How everyone is given residence in Finland

It is NGOs such as the “Y-Foundation” that provide housing for people in need. They take care of the construction themselves, buy flats on the private housing market and renovate existing flats. The apartments have one to two rooms. In addition to that, former emergency shelters have been converted into apartments in order to offer long-term housing.

“It was clear to everyone that the old system wasn’t working; we needed radical change,” says Juha Kaakinen, Director of the Y-Foundation.

Homeless people turn into tenants with a tenancy agreement. They also have to pay rent and operating costs. Social workers, who have offices in the residential buildings, help with financial issues such as applications for social benefits.

Juha Kaakinen is head of the Y-Foundation. The NGO receives discounted loans from the state to buy housing. Additionally, social workers caring for the homeless and future tenants are paid by the state. The Finnish lottery, on the other hand, supports the NGO when it buys apartments on the private housing market. The Y-Foundation also receives regular loans from banks. The NGO later uses the rental income to repay the loans.

“We had to get rid of the night shelters and short-term hostels we still had back then. They had a very long history in Finland, and everyone could see they were not getting people out of homelessness. We decided to reverse the assumptions.” (Juha Kaakinen, Director of the Y-Foundation)

That’s how the “Housing First” concept works

The policy applied in Finland is called “HousingFirst”. It reverses conventional homeless aid. More commonly, those affected are expected to look for a job and free themselves from their psychological problems or addictions.

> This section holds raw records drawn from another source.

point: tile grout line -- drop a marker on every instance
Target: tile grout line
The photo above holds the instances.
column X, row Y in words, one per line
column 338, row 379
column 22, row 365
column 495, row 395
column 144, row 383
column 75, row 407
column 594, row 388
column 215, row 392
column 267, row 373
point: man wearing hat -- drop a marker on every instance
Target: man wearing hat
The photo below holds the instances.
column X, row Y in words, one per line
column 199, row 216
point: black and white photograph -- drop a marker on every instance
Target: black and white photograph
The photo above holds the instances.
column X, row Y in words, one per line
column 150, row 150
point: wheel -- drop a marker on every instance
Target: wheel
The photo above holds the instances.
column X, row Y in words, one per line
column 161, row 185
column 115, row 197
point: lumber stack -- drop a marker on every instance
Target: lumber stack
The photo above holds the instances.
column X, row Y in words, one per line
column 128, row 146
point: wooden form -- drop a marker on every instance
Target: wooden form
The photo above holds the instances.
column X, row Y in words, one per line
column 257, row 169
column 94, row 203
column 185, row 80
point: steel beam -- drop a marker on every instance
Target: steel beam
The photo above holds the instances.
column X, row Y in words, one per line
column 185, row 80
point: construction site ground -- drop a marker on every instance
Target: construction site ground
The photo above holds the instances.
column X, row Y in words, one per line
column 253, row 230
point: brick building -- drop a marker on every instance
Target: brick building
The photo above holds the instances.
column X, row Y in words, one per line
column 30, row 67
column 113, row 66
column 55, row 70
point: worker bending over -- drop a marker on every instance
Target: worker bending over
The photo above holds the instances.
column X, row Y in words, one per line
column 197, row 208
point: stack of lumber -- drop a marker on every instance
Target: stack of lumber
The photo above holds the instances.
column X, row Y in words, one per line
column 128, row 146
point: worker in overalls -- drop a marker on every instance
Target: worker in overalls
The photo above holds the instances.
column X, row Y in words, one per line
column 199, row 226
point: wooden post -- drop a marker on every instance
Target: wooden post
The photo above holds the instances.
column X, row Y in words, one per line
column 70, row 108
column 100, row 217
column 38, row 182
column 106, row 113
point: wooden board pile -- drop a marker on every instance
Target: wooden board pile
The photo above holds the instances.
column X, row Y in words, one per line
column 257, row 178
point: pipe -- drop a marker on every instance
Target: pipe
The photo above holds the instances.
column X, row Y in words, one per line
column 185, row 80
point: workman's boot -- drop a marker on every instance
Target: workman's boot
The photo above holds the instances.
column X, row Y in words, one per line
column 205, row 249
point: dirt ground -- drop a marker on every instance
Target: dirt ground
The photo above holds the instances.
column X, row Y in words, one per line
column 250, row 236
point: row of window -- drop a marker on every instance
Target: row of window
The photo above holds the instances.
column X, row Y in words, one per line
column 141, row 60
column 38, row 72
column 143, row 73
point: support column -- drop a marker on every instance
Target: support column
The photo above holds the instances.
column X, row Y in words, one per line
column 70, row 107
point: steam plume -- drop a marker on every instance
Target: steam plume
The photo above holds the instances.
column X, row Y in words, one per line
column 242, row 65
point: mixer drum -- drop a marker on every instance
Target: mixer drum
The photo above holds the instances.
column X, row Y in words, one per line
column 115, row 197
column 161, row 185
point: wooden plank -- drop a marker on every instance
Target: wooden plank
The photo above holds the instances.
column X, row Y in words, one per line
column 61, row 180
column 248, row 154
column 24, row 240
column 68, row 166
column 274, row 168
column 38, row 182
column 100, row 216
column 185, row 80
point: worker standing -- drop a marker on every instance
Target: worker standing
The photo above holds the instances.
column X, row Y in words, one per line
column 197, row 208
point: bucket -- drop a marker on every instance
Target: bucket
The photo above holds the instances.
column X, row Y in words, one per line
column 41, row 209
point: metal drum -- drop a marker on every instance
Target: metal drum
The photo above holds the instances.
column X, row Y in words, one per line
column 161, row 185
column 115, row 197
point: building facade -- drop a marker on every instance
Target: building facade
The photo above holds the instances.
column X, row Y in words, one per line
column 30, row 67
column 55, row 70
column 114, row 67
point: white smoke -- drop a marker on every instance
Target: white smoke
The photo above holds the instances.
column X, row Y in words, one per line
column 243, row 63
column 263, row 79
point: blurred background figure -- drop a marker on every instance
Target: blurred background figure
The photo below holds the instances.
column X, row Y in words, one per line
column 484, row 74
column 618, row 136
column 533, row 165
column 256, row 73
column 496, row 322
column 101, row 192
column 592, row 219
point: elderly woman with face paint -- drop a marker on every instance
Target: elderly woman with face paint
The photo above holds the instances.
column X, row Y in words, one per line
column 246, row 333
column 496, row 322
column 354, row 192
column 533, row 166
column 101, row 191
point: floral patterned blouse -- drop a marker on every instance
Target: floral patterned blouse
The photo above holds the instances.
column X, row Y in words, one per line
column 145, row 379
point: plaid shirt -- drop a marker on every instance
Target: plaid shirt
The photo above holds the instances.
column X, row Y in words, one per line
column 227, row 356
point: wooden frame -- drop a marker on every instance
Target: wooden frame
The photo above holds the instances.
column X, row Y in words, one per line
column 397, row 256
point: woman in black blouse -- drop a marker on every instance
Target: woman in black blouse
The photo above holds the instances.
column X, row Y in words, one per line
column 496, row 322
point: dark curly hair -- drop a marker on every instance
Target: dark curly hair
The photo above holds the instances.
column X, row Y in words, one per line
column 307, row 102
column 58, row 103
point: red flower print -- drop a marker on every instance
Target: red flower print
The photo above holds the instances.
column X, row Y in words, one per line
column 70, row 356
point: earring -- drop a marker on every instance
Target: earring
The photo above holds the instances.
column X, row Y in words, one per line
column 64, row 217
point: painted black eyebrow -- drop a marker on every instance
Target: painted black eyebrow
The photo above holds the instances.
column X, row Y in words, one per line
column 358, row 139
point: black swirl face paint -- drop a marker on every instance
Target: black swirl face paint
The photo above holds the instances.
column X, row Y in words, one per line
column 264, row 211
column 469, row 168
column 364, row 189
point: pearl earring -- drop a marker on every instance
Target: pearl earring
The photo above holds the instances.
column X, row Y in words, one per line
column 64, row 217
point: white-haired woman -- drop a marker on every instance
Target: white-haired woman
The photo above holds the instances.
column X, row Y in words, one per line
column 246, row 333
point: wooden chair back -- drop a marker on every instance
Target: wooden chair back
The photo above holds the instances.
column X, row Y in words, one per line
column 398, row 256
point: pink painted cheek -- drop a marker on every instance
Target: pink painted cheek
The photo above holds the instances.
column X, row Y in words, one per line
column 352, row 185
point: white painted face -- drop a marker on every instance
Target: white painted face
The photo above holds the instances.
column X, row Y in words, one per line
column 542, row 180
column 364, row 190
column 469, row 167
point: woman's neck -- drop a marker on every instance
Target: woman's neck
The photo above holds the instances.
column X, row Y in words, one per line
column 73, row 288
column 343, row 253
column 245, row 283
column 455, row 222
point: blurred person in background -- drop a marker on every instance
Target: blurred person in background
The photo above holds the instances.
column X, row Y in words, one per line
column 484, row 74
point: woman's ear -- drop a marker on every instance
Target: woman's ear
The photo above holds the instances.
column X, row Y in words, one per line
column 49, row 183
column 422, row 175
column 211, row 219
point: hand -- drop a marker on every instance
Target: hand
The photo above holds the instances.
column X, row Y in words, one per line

Only then they get help in finding accommodation.

“Housing First”, on the other hand, reverses the path: Homeless people get a flat – without any preconditions. Social workers help them with applications for social benefits and are available for counselling in general. In such a new, secure situation, it is easier for those affected to find a job and take care of their physical and mental health.

The result is impressive: 4 out of 5 homeless people will be able to keep their flat for a long time with “Housing First” and lead a more stable life.

In the last 10 years, the “Housing First” programme provided 4,600 homes in Finland. In 2017 there were still about 1,900 people living on the streets – but there were enough places for them in emergency shelters so that they at least didn’t have to sleep outside anymore.

Providing people with apartments is cheaper than leaving them on the street

Creating housing for people costs money. In the past 10 years, 270 million euros were spent on the construction, purchase and renovation of housing as part of the “Housing First” programme. However, Juha Kaakinen points out, this is far less than the cost of homelessness itself. Because when people are in emergency situations, emergencies are more frequent: Assaults, injuries, breakdowns. The police, health care and justice systems are more often called upon to step in – and this also costs money.
In comparison, “Housing First” is cheaper than accepting homelessness: Now, the state spends 15,000 euros less per year per homeless person than before.

No miracle cure – but a high success rate

With 4 out of 5 people keeping their flats, “Housing First” is effective in the long run. In 20 percent of the cases, people move out because they prefer to stay with friends or relatives – or because they don’t manage to pay the rent. But even in this case they are not dropped. They can apply again for an apartment and are supported again if they wish.

Of course, there is no guarantee for success. Especially homeless women are more difficult to reach: They conceal their emergency situation more often: They live on the streets less frequently and rather stay with friends or acquaintances.